Abstract

Summary Streamline models are routinely used for waterflood optimization and management and are being extended to more complex processes (e.g., compositional simulation). Despite these new developments, no systematic study has examined the underlying numerical spatial and temporal discretization errors in streamline simulation and their convergence. Such studies are a prerequisite to determining the optimal density of streamlines during simulation and ensuring the resulting accuracy of the solution. In this paper, we first examine transverse spatial errors (e.g., errors resulting from the number or placement of streamlines). We provide an analytic proof and a numeric demonstration of the order of spatial convergence of the mass-balance discretization error. Both global and local calculations are performed, and they demonstrate the impact of stagnation regions on the order of convergence. A second transverse error arises for faulted grids, where lack of flux continuity at cell faces can lead to incorrect trajectories.
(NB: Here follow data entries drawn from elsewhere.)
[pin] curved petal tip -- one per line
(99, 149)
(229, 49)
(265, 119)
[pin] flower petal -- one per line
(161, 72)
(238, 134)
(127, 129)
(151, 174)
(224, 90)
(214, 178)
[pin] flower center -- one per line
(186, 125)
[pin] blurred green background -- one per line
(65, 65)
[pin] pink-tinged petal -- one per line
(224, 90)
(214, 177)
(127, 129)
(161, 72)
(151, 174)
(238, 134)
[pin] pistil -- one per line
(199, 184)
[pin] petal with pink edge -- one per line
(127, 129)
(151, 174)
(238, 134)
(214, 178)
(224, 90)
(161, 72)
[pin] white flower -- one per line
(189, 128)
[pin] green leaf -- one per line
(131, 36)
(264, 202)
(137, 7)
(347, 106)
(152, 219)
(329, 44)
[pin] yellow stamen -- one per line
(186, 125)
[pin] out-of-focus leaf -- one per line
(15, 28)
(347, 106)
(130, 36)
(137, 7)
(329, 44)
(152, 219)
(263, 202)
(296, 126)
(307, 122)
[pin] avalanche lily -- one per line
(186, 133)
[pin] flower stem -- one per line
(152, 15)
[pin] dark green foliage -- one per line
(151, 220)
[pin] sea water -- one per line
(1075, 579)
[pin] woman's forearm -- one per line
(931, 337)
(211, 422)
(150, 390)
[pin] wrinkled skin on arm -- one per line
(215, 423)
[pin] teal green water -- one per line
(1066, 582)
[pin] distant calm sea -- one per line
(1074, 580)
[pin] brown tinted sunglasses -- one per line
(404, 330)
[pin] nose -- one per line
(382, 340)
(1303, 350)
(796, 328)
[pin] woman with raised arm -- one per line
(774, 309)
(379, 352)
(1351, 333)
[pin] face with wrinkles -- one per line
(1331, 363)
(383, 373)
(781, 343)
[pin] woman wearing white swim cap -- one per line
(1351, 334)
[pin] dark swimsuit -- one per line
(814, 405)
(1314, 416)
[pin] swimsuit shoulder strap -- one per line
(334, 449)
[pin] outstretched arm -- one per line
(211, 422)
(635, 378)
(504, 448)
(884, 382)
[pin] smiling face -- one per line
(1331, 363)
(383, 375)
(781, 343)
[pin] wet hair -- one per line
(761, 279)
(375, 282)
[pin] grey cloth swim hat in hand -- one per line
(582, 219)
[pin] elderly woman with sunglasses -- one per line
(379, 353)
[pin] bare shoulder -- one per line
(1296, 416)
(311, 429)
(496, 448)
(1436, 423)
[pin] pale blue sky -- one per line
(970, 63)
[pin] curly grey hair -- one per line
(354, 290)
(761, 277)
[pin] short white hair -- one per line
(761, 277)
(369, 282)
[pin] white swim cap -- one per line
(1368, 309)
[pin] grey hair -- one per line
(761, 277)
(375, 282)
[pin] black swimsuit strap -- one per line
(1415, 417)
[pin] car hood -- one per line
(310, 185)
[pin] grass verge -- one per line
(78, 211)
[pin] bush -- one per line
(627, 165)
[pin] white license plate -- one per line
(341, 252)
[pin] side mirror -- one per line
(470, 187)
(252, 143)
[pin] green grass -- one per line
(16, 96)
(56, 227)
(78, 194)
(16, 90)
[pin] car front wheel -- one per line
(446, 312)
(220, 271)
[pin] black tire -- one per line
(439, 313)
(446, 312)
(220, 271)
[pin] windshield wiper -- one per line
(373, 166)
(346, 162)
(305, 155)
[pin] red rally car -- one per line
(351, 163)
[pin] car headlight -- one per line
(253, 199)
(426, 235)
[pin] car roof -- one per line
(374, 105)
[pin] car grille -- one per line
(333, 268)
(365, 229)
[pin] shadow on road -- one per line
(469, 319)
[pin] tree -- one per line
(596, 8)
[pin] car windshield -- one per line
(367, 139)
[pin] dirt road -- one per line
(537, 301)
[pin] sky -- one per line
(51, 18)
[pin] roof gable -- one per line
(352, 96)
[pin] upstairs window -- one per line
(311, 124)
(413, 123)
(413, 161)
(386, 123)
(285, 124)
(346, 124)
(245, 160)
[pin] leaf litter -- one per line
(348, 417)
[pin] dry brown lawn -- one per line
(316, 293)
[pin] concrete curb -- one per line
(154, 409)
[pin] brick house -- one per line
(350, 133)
These trajectory errors are of zeroth order and can be resolved only by introducing additional degrees of freedom into the streamline velocity model. Longitudinal spatial errors also arise and are associated with the inaccurate calculation of time of flight across cells. We show that the commonly used algorithm for corner-point cells leads to inaccurate time-of-flight calculations for stratigraphic grids, depending upon aspect ratio. We provide a simple and exact means of calculating the time of flight for arbitrary corner-point cells, or unstructured grids, in two or three dimensions, for either compressible or incompressible flow. Finally, using this new time-of-flight formulation, we analyze a series of cross-sectional finite-difference simulations to identify grid-orientation errors in the numerical calculation of flux and spatial error.